Inmiddels is van Ilja Leonard Pfeijffer de roman Grand Hotel Europa verschenen. Daarin is de hoofdpersoon een schrijver geheten Ilja Leonard Pfeijffer. Hoe alter ego kun je het hebben...? Die Pfeijffer leeft zich werkelijk extreem uit in modieuze pakken en schoenen. Fortuyn is er niets bij. Deelder al evenmin. Een enkel voorbeeld ¹, maar zo zijn er talloze passages te vinden in het boek:

Ik trok mijn zwarte pak aan van Carlo Pignatelli met het roze overhemd dat ik nog in Genua had latten maken door mijn kleermaakster op Via Cannetto il Lungo, een zijden stropdas met roze bloemmotief op een zwarte achtergrond van de Antica Cravatteria van Roberte Failla in Palermo, goudkleurige manchetknopen, een goudkleurige dasspeld en mijn zwarte schoenen van Melvin & Hamilton....

Betreft het hier een Kantel(berg)punt? Heeft de Zigeunerkoning van Genua zich de kritiek aangetrokken? Of wordt hier subtiel de spot gedreven met de precieusheid van zijn criticus, de Esquire-hoofdredacteur? Ik, klederdracht Sjaalman, houd het op het laatste!

Een reactie:

Thom Holterman: Wat je vermeldde over Jules Deelder doet mij denken aan een soort poëzieavond in de Korenbeurs (Schiedam) waar Jules Deelder optrad. En ik ook. Deelder was toen gekleed in een bepaald corduroy jasje van een bijzonder groene kleur. In de Schiedamse editie van het Algemeen Dagblad werd in de recensie over die avond over Jules Deelder gesproken als ‘Japie de Krekel’ Ik denk dat het eind zestiger jaren was.

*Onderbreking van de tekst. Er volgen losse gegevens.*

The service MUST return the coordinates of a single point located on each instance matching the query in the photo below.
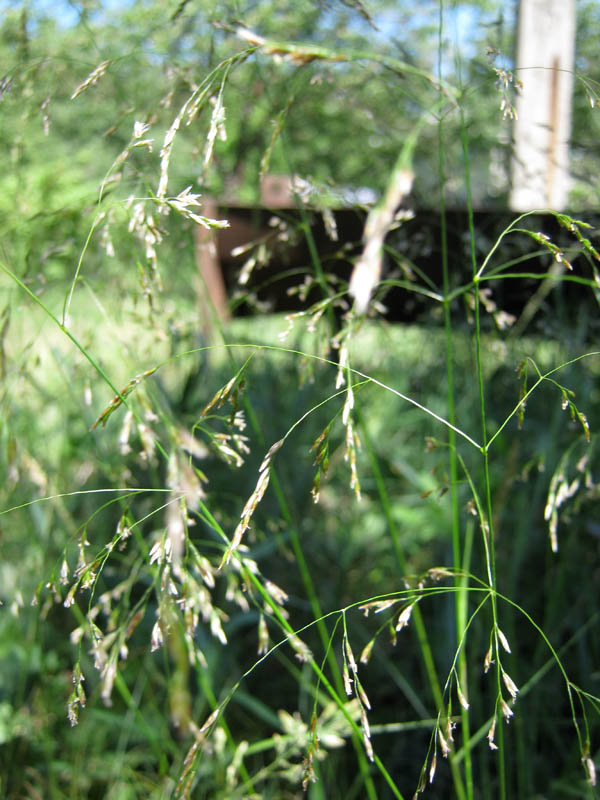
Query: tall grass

¹ Ilja Leonard Pfeiffer, Grand Hotel Europa, Arbeiderspers, Amsterdam, blz 353

 

 

Manuel Kneepkens

 

 

terug «

 
     


 

Noordermaasberichten

Van tijd tot tijd stuurt Manuel Kneepkens (Heerlen, 1942) ons een bericht vanuit zijn woonplaats Rotterdam

lees alle berichten hier »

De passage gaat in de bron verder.